1. Field of the Invention
The present invention relates to a power semiconductor switching device, and particularly to a pressurized contact type double gate static induction thyristor.
2. Description of the Related Art
Power semiconductor switching devices are required to permit the flow of as heavy current as several thousand amperes when turning on at power line and to withstand as high voltage as several thousand volts when turning off at power line. In an attempt to meet such strict requirements in power switching application to power line, a variety of semiconductor configurations have been hitherto proposed, and among these proposals a pressurized contact type power semiconductor switching device is the most attractive one. Gate turnoff thyristors, transistors and diodes of the pressurized contact configuration are disclosed, for instance, in Japanese Patent Publn. Nos. 59-29143 and 59-50114.

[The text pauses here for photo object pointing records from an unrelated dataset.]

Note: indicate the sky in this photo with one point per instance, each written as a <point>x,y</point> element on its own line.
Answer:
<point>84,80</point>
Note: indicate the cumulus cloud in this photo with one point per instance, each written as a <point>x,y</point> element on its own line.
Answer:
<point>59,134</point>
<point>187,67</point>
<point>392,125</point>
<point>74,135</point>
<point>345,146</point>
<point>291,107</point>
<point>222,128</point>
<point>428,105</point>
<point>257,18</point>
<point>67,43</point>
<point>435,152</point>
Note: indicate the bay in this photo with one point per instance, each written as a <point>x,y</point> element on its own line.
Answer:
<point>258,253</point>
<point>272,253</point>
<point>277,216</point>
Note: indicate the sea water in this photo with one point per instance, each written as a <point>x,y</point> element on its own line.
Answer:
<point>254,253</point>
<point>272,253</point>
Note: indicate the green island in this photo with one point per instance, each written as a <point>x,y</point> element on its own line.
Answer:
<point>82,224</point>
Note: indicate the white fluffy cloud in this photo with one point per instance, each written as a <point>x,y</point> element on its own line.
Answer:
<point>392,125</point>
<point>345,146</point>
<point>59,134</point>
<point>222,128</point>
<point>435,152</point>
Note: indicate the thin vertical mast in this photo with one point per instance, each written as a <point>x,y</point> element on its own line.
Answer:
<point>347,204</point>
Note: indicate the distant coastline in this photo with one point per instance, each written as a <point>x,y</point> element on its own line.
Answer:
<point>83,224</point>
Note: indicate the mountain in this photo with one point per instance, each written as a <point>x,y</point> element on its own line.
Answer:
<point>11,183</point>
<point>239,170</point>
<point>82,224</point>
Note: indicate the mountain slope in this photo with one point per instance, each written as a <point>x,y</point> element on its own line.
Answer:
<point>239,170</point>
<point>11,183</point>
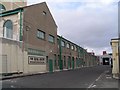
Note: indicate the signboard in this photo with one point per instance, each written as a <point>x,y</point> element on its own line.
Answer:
<point>38,60</point>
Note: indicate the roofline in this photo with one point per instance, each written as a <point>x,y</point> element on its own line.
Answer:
<point>47,8</point>
<point>11,12</point>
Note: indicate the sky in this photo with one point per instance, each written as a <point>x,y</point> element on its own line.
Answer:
<point>90,24</point>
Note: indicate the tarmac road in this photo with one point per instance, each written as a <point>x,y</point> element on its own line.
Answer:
<point>79,78</point>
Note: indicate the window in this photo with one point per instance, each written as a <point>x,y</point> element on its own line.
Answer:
<point>72,47</point>
<point>51,38</point>
<point>41,34</point>
<point>68,45</point>
<point>75,48</point>
<point>44,13</point>
<point>8,29</point>
<point>2,8</point>
<point>62,43</point>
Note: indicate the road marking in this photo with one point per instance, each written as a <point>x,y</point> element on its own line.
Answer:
<point>12,86</point>
<point>91,85</point>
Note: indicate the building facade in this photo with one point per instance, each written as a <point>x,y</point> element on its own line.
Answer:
<point>105,59</point>
<point>30,43</point>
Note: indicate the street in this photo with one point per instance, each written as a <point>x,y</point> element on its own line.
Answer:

FIG. 5 shows, in section, a pressurized contact type gate turnoff thyristor. In the drawing, an NPNP lamination body composed of semiconductor layers of different conductivity types is designated at Reference Numeral 100. The NPNP lamination body 100 has a number of cathode projection areas 51 formed an the top surface of the lamination body. An underlying layer of p-type 52 constitutes a gate area and under the p-type layer 52 there is an n-type layer whose bottom is contiguous to a lowermost layer of p-type 53 which constitutes an anode area. Each cathode projection area 51 has a cathode electrode 54 formed thereon. Likewise, the gate area 52 has a gate electrode 55 formed thereon and the anode area 53 has an anode electrode 56 formed thereon. A first thermal expansion stress buffer plate 57 is contacted to the anode electrode 56, and the NPNP lamination body 100 is covered at its peripheral side surface with an insulating resin coating 58. A second thermal expansion stress buffer plate 59 is located on the cathode electrode 54.

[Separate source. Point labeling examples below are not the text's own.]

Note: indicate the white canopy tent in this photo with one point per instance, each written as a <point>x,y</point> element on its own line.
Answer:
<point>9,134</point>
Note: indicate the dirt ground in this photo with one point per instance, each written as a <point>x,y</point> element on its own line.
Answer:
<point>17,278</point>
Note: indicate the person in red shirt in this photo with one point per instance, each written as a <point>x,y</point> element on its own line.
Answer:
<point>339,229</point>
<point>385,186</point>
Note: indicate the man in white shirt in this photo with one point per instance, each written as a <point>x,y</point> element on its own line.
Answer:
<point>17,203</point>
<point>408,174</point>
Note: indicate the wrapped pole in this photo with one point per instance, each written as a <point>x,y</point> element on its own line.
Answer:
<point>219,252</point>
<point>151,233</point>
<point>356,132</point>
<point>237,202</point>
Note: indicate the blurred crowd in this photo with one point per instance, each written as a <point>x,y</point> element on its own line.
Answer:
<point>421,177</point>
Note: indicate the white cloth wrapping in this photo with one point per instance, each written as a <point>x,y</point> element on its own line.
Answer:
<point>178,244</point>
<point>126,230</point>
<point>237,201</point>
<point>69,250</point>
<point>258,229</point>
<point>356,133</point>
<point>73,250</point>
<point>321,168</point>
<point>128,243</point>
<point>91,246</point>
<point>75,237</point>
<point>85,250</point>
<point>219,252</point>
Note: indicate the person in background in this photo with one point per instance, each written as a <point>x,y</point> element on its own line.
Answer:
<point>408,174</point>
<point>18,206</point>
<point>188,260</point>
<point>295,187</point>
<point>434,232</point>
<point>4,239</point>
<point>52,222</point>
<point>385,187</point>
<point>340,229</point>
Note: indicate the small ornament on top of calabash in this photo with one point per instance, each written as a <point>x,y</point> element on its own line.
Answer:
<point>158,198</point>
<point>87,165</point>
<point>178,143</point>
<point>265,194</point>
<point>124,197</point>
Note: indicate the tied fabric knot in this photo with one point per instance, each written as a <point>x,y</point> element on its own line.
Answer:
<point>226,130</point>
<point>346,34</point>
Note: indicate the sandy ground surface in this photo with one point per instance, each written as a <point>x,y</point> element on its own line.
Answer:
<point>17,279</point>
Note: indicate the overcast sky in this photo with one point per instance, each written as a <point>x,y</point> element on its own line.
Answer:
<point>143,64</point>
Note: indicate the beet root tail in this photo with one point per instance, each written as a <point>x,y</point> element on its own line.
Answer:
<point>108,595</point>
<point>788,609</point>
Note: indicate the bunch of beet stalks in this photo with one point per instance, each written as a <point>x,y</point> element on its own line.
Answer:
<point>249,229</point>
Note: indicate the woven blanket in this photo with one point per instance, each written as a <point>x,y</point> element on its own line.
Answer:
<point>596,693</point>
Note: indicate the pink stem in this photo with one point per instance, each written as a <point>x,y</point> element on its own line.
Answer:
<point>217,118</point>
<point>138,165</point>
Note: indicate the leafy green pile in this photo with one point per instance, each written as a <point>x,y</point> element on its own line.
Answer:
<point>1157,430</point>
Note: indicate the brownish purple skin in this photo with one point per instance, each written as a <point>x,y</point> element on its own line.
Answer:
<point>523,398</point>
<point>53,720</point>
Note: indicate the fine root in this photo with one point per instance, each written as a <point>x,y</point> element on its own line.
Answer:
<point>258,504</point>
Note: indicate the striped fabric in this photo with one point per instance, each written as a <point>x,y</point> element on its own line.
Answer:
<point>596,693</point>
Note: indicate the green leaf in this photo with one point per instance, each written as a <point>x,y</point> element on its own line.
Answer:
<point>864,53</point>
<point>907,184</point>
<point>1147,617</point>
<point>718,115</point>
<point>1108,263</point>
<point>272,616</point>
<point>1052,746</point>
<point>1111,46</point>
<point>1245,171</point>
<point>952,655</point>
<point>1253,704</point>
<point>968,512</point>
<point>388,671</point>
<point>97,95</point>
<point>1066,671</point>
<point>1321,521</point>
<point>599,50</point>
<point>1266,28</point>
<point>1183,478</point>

The above mentioned structure is contained in a hermatically sealed housing 200 which is composed of an insulating cylinder 60 of ceramic or other insulating material. This insulating cylinder 60 is closed at its top by a cover plate 62 which is secured at its outer periphery at the top end of the cylinder 60. This cover plate 62 supports at its center a cooled cathode electrode 61 in contact to the stress buffer plate 59. Further, the insulating cylinder 60 is closed at its bottom by a flexible cover plate 64 whose outer periphery is fixed to the lower end of the cylinder 60. This cover plate 64 is provided at its center with a cooled anode electrode 63 which is forcedly contacted to the stress buffer plate 57. The cylinder 60 is also provided with a gate electrode connection sleeve 65 which is connected through lead wires 66 to the gate electrode 55. These lead wires 66 are bonded in the conventional method.

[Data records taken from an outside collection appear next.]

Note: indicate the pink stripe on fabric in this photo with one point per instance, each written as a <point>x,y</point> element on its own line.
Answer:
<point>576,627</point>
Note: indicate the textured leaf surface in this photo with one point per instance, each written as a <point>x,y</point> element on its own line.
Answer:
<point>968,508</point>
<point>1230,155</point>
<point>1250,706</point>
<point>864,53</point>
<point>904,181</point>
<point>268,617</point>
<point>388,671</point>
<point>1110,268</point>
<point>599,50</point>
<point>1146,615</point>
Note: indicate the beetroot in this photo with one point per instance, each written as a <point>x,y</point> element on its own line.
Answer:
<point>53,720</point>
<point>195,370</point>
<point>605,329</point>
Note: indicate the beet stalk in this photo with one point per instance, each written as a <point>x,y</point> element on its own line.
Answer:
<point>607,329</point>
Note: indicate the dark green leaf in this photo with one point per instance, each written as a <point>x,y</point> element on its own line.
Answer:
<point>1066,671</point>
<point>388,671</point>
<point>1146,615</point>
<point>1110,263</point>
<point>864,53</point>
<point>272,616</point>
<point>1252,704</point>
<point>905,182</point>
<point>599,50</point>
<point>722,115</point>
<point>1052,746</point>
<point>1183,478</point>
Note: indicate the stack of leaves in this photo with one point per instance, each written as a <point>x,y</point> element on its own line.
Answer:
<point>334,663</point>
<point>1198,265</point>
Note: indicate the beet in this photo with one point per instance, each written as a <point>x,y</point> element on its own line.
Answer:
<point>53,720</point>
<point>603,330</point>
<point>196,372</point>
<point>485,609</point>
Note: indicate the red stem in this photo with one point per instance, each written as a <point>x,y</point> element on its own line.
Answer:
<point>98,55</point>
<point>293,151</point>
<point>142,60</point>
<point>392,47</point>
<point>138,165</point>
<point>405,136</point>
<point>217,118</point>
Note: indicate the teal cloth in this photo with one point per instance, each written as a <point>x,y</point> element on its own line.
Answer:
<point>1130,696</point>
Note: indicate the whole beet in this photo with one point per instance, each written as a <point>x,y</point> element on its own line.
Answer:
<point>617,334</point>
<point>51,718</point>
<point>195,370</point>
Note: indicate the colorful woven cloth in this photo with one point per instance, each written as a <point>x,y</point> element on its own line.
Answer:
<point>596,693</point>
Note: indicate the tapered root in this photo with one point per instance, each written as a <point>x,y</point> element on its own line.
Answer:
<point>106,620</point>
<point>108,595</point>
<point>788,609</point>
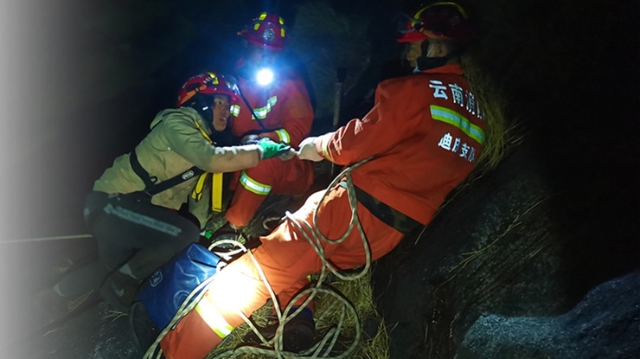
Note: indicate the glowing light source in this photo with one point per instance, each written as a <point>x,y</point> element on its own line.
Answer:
<point>265,77</point>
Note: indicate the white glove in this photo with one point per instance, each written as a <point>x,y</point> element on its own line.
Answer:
<point>250,140</point>
<point>308,151</point>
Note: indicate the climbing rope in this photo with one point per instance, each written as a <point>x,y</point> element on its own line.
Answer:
<point>315,238</point>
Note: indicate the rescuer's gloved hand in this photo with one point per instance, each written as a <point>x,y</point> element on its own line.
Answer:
<point>250,140</point>
<point>272,149</point>
<point>308,150</point>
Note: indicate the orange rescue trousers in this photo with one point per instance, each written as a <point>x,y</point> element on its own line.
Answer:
<point>286,259</point>
<point>273,175</point>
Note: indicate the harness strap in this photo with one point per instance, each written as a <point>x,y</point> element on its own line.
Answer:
<point>151,187</point>
<point>148,180</point>
<point>390,216</point>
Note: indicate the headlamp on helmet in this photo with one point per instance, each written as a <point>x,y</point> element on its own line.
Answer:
<point>441,20</point>
<point>208,83</point>
<point>266,30</point>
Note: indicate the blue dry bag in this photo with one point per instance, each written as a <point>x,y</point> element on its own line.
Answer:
<point>167,288</point>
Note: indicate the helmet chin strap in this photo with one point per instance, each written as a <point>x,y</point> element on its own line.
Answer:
<point>427,63</point>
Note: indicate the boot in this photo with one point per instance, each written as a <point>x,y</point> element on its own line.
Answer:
<point>120,290</point>
<point>298,333</point>
<point>227,231</point>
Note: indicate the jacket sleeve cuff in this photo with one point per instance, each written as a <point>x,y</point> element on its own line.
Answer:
<point>322,146</point>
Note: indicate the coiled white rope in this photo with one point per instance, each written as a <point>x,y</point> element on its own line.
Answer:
<point>315,240</point>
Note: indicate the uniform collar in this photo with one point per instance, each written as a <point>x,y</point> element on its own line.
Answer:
<point>455,69</point>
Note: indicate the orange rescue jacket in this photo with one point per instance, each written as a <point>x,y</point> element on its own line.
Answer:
<point>425,132</point>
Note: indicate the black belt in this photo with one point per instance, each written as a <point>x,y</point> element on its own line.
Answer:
<point>150,185</point>
<point>400,221</point>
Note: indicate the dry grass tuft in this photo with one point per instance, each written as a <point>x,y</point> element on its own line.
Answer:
<point>374,344</point>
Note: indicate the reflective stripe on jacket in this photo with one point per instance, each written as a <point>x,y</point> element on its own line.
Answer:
<point>425,131</point>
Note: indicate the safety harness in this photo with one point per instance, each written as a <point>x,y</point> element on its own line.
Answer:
<point>150,186</point>
<point>390,216</point>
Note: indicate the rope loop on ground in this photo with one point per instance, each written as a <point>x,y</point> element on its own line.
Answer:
<point>315,238</point>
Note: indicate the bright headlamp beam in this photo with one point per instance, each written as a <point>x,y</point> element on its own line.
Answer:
<point>264,77</point>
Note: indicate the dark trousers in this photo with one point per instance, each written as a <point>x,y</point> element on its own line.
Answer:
<point>129,230</point>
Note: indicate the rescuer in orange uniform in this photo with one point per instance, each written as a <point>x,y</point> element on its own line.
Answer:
<point>423,135</point>
<point>280,110</point>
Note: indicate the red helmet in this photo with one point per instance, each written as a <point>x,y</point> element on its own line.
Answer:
<point>267,30</point>
<point>441,20</point>
<point>208,83</point>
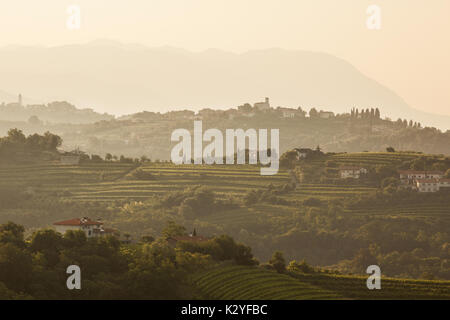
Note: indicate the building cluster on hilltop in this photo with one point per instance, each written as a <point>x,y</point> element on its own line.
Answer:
<point>91,228</point>
<point>424,181</point>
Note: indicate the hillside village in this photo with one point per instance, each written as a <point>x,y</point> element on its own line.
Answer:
<point>147,133</point>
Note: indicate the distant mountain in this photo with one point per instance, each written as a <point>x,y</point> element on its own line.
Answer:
<point>125,78</point>
<point>54,112</point>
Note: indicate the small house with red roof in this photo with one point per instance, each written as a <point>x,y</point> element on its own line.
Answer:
<point>190,238</point>
<point>351,172</point>
<point>91,228</point>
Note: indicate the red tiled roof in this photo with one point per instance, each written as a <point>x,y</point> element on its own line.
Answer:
<point>427,180</point>
<point>78,222</point>
<point>350,168</point>
<point>419,172</point>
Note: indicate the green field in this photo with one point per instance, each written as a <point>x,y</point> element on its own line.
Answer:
<point>235,283</point>
<point>246,283</point>
<point>109,181</point>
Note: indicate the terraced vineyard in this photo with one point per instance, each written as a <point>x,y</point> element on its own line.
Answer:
<point>355,287</point>
<point>235,283</point>
<point>329,191</point>
<point>373,158</point>
<point>418,210</point>
<point>111,181</point>
<point>246,283</point>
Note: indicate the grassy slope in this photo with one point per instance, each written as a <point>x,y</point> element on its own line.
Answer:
<point>235,283</point>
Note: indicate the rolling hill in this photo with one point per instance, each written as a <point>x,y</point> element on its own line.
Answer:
<point>159,79</point>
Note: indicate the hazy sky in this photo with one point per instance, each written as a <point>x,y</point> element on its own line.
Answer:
<point>410,54</point>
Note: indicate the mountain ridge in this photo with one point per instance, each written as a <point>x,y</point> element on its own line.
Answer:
<point>167,78</point>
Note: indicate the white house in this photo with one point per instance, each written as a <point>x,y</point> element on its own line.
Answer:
<point>90,227</point>
<point>432,185</point>
<point>427,185</point>
<point>262,106</point>
<point>410,176</point>
<point>351,172</point>
<point>69,160</point>
<point>326,114</point>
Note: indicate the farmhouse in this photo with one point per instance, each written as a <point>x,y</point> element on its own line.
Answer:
<point>69,159</point>
<point>90,227</point>
<point>416,174</point>
<point>351,172</point>
<point>326,114</point>
<point>432,185</point>
<point>427,185</point>
<point>302,153</point>
<point>262,106</point>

The first thermal expansion stress buffer plate 57 is made of a metal whose thermal expansion coefficient is matched to be substantially equal to the thermal expansion coefficient of the semiconductor material of the lamination body 100. Molybdenum or tungsten is used if the semiconductor is silicon. In general, a circular NPNP lamination body is soldered to a first circular, stress buffer plate 57 with aluminum. The circular lamination body 100 has a diameter smaller than the diameter of the circular stress buffer plate 57. As shown, the circumference of the circular lamination body 100 is chamfered to form angles .theta..sub.1 and .theta..sub.2 with respect to the bottom of the body. These chamferings have a great influence on the withstand voltage of the gate turnoff thyristor. Therefore, the circumference of the lamination body is coated with the resin material 58 because a surface discharge would otherwise appear on the lamination body when several thousand voltage is applied across the semiconductor device.
In the pressurized contact configuration as shown, the cooled electrode 61, the second thermal expansion stress buffer 59 and the cathode electrode 54 are slidably contact with each other. Likewise, the first thermal expansion stress buffer plate 57 and the cooled anode electrode 63 are slidably contact with each other. If a stress is generated by the difference between the thermal expansion coefficient of the semiconductor material and that of the cooled electrode when an electric current of several thousand amperes flows in the semiconductor device to raise its temperature, the slidable contact is effective to prevent such stress from applying to the NPNP lamination body 100 of the semiconductor device. In order to reduce the electric resistance at the slidable contact regions of the semiconductor device prior to the flow of a heavy current, a force ranging from several hundred kilograms to several tons is applied to the semiconductor device in the direction as indicated by the arrows in FIG. 5. Then, the first thermal expansion stress buffer plate 57 is effective to prevent the lamination body 100 from being destroyed, and at the same time is effective to protect the circumference of the lamination body 100.
In the pressurized contact configuration as described above, the semiconductor lamination body 100 needs to be fixed to the thermal expansion stress buffer plate by soldering. In the gate turnoff thyristor, only the anode 53 of the lamination structure needs to be fixed to the thermal expansion stress buffer plates, which may be made of single metal plate.
Compared with the conventional gate turnoff structure as described above, a double gate static induction thyristor has a complicated structure. In other words, two different electrodes, i.e. anode and second gate electrodes are formed on one side of the thyristor structure to which a thermal expansion stress buffer plate needs to be fixed. Therefore, the conventional pressurized contact structure cannot be applied as it is to the double gate static induction thyristor. Because of this, the double gate static induction thyristor have not been widely used in practice, although they have been recognized to be more excellent than the conventional gate turn off thyristors.